А последними были два мальчика-близнеца. Мама ушла куда-то, и они умудрились уронить люстру на пол. Катались на ней, что ли. Сидят, ревут.
Я им:
Не ревите, я же Дед Мороз, у меня все электрики в городе знакомые. Сиди, Снегурочка, с ребятами, а я за электриком побегу.
Прибежал домой, переоделся, взял дрель, тестер и бегом обратно. Вижу - сидят близнецы на полу вокруг люстры, а Андрей им как Шахерезада какую уж по счету сказку...
Прикрепили люстру. Успели до мамы. Так и пришли домой. Андрей - в костюме Снегурочки, а я с дрелью. И знаешь, так мне в новогоднюю ночь тоскливо стало, так невесело, давай, говорю своей Валентине, выпьем. Налили по рюмочке.
Давай выпьем за Григория Ивановича, чтобы не был так одинок на старости лет, за тетю Дашу-вахтёра и ее непутёвую Машеньку, за маму Машенькину, чтобы заработала она денег на сто лет вперёд и никуда от своей дочки не уезжала. За каждое светящееся в нашем городе окошко, за людей наших - измотанных, затюканных жизнью, нервных, немощных, обездоленных, обманутых...
А за счастливых пить будем? - спросила жена.
Да где они, счастливые-то? Сколько ходил, не видел.
Да вот они, — кивнула Валентина на сидящих за столом Андрея, старшего нашего Дмитрия и совсем маленького Дениску. Вот они, с тобой рядышком. И слава Богу, всё у нас пока хорошо. И ёлка. И подарки. И даже свой Дед Мороз со Снегурочкой.

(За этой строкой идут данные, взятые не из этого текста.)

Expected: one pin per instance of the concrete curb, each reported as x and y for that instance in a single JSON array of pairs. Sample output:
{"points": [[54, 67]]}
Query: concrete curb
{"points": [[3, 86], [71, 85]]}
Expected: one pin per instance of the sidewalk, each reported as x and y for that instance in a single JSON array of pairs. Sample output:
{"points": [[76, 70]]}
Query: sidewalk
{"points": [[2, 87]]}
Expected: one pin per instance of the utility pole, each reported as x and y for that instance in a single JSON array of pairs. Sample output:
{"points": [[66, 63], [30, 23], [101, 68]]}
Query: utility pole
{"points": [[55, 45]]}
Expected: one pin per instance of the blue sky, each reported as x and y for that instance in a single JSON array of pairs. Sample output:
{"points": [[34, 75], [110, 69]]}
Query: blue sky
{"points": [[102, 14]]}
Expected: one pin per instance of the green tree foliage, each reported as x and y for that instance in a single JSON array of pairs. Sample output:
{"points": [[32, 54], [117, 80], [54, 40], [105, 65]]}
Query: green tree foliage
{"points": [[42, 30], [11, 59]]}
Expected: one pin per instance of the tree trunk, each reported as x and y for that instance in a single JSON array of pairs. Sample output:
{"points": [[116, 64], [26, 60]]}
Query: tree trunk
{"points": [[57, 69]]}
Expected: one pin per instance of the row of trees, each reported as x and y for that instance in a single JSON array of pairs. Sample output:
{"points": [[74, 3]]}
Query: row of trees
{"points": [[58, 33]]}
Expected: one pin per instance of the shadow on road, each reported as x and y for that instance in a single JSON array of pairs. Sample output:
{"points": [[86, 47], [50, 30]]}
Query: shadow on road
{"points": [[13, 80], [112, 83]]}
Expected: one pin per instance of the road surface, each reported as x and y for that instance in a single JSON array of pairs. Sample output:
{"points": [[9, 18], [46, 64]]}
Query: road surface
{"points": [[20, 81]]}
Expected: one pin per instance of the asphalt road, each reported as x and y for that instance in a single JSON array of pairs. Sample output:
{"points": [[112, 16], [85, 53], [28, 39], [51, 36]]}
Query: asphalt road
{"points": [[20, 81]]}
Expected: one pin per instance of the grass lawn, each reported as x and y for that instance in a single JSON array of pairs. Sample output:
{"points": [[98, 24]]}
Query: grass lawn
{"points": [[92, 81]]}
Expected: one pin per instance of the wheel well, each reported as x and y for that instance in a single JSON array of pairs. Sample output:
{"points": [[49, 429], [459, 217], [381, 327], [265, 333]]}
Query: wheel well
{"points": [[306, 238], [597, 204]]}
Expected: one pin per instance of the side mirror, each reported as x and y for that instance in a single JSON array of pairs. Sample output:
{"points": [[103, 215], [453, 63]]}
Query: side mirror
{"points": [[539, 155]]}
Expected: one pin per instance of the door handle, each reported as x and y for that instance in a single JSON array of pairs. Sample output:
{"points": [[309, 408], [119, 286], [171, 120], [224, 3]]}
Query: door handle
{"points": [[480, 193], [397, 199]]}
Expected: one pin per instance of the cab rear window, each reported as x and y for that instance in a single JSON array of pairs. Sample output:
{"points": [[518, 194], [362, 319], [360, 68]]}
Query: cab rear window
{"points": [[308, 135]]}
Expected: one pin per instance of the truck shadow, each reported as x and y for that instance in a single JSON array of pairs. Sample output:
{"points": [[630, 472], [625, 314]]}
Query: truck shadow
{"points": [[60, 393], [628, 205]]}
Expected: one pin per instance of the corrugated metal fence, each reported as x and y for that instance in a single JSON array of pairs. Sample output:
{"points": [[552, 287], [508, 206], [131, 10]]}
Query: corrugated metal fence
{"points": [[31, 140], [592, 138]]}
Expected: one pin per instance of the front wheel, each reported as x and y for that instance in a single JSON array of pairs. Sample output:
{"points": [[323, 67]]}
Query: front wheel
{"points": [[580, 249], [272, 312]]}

Спасла меня Валентина в ту новогоднюю ночь. Думал, уж совсем не одолеть подступившей к сердцу печали.
Вот и всё, что рассказать хотел. Ещё чайку выпьешь?
ПРОКОЛ В БИОГРАФИИ
Уже несколько дней пытаюсь вспомнить строчку. Стихов ли, песни ли, афоризма ли, читанного в толстом сборнике... Строчку, высвечивающую суть моей героини. Что-то такое про русскую женщину, но не про горящую избу, не про коня на скаку, это вестимо, это на поверхности. Нет, что-то другое, менее известное и более глубокое. Кажется, не обойтись без этой строчки-подпорки в моих заметках, лучше не скажешь, а не припоминается. И, отчаявшись, осталась я один на один со своей знакомой в брянской деревне с удивительно русским названием- Синезёрки. Поднялась на крылечко, тихонько стукнула в окошко и на традиционное «Кто там? » ответила, как есть:
Из Москвы. Корреспондент.
Хозяйка отворила. Провела в горницу. Указала на табуретку. Села напротив. И - заплакала. Потом спохватилась, утёрла слезы кончиком платка, бросилась хлопотать насчёт чая.
Антонина Павловна, не беспокойтесь, расскажите лучше, как живете здесь.
Опять заплакала. Так и пробиралась к разговору через слёзы свои с нескольких попыток. Я её не торопила и все пыталась разобраться в одной мучившей меня проблеме. Правы ли мы, журналисты, считая законным своим делом заглядывать в душу человеческую и сидеть, пережидая эти слёзы, держа наготове блокнот и ручку, в твёрдой уверенности, что нет другого выхода, - работа, мол, такая, судьба такая... Кто осудит? Пытались люди, почтенные и разумные, объясняли, что работу надо выполнять достойно, а раз достойно - значит на совесть. А раз на совесть, то главное - разговорить человека. Но я вижу, как конфузливо заслоняется от меня руками Антонина Павловна, стыдясь слёз, и заталкиваю подальше в сумку блокнот и ручку, постыдно торопясь, дабы не успела она рассмотреть «орудия моего производства».
Можно, ночевать у вас останусь? - спрашиваю. - Только, пожалуйста, никаких хлопот, я и на полу могу...
- Не позволю на полу, - отчеканила она твёрдым голосом. Решительно отодвинула табуретку, подставила мне чашку с глубоким блюдцем.
Жест этот красноречивее всяких слов. «Хватит прохлаждаться, - говорил он. - Посидела, поревела, за дело пора. А дел в доме!.. Печка не топлена, скотина не кормлена, коровы не доены, беда...»
Коров у Тарасенковой две — Марта и Белянка. Два телёнка. Есть поросёнок, куры, гуси. Огород за домом. В сотках я ничего не понимаю, но пышный по весне ковёр из зелени всех оттенков, окаймлённый густым кустарником, может выткать только пятижильный человек, чей будильник не прозевал ни единого рассвета.